We loaded the bike onto the car and got in. I was quiet, as you can imagine I would be. I was disappointed. I didn’t feel like it was the end of the world. But in that moment I was really disappointed.
Nic isn’t the flatterer type. He doesn’t say nice things just for the sake of making people feel better. And he probably usually isn't the most comforting person to have around in moments of extreme disappointment because his natural response is not to try to convince anyone that everything is going to be ok. But what that means is that when he does say words of comfort, they are really sincere and they mean a lot.
So it ended up being a wonderful thing that he was there when he turned to me from the drivers’ seat of the car and said very matter-of-factly, “look.
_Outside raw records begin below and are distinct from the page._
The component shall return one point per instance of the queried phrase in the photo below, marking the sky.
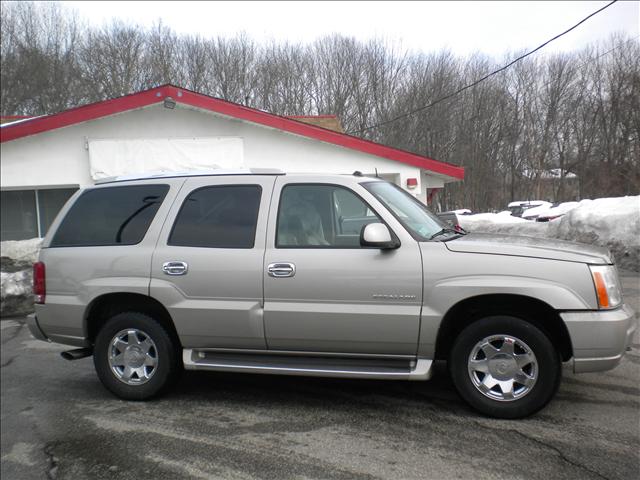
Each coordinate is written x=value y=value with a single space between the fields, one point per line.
x=493 y=28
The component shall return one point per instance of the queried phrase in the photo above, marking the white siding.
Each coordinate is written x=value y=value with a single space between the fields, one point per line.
x=61 y=157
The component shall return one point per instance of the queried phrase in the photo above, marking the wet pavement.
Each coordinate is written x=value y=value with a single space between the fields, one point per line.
x=57 y=421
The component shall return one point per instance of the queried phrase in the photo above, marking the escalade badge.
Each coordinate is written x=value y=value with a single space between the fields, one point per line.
x=392 y=296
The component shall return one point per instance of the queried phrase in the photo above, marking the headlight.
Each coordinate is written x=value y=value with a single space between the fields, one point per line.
x=605 y=280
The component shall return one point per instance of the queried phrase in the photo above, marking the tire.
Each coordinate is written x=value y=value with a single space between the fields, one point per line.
x=496 y=382
x=135 y=357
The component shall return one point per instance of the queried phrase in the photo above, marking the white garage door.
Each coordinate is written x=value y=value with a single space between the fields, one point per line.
x=112 y=157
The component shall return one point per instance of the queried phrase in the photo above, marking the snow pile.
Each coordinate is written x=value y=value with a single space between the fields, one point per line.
x=16 y=260
x=610 y=222
x=21 y=250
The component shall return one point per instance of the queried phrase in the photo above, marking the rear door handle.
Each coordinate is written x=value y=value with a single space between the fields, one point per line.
x=281 y=270
x=175 y=268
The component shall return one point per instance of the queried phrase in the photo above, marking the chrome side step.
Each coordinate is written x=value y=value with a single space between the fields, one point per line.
x=373 y=368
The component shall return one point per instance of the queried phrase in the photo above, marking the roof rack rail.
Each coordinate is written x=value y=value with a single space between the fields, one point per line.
x=190 y=173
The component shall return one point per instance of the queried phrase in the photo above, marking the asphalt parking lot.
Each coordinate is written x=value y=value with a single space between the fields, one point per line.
x=57 y=421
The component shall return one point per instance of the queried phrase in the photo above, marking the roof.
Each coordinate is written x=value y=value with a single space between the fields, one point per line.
x=73 y=116
x=190 y=173
x=13 y=118
x=331 y=122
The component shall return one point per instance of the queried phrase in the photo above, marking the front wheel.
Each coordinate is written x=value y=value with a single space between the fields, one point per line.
x=505 y=367
x=135 y=357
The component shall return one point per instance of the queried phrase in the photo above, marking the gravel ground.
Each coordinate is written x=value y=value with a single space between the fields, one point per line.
x=57 y=421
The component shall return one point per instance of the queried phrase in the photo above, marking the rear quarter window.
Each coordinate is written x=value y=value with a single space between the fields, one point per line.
x=110 y=216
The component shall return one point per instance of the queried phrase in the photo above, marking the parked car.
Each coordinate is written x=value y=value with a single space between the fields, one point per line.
x=321 y=275
x=556 y=211
x=520 y=207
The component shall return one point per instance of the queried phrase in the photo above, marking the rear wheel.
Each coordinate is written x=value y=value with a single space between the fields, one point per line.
x=505 y=367
x=135 y=357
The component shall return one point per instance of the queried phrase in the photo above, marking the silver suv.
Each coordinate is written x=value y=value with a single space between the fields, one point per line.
x=326 y=275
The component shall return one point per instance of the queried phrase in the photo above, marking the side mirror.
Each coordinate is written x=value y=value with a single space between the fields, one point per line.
x=377 y=235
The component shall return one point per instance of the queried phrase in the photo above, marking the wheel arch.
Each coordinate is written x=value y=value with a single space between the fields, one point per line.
x=530 y=309
x=106 y=306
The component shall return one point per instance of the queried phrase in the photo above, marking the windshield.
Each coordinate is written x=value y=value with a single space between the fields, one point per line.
x=413 y=214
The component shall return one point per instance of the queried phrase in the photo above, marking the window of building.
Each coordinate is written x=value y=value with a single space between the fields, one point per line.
x=321 y=216
x=29 y=213
x=110 y=216
x=218 y=217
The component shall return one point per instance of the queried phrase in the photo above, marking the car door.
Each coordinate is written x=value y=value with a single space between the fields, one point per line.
x=207 y=265
x=323 y=291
I know you’re disappointed and I know you’re sad and I know you were so excited to come and do this and I know you have worked really hard for this. But you should know that I am still so proud of you.”
It was only slightly embarrassing that I then started crying. I pulled sunglasses over my face and fought back the tears all the way to the hotel. And the tears came off and on throughout the rest of the day.
I felt bad that everyone had come all that way for nothing. Bob and Cathie were the wonderful and gracious parents they always are. “ARE YOU KIDDING?! WE GOT OUT OF OUR RESPONSIBILITIES FOR THREE DAYS! WE’LL TRAVEL ANYWHERE FOR A CANCELLED IRONMAN RACE ANYTIME!”
When things like this happen, people tend to say stuff like, “it’s not the destination. It’s the journey.” Or “the race is just an opportunity to showcase what you’ve accomplished in the months leading up to it.” I think I wrote something like that about the last Ironman attempt.
And I believe that those things are true. I believe that I can be proud of myself too, even though it didn’t work out again.

But when disappointment is fresh and loss is recent, any words of comfort tend to feel like empty platitudes. So I hold onto them and store them away somewhere, hoping that a week or two later when I'm ready to appreciate them, I can recall those words and allow them to give me perspective that I'm not ready to have when that disappointment is fresh and that loss is recent.
But even still, already I can think back on the year I've had preparing for this race and see how it has changed me. I can see how it has highlighted the support that I have in my life. I can see how it has reinforced the purity of consistent perseverance. And I can recognize the ways in which this training has been a companion and teacher to me in the never-ending effort to work through all of life's difficulties.
I can see that experience is never wasted if you care for it. That a failure or loss never says anything about your character as long as you don't let it become your destiny. And that the greatest measure of a person's goodness has less to do with what they accomplish and more to do with what they never stop trying to accomplish.
So I'll take those thoughts. And I'll move on. And I'll keep trying, and pushing, and figuring out some way, some day, to be proud of me, too.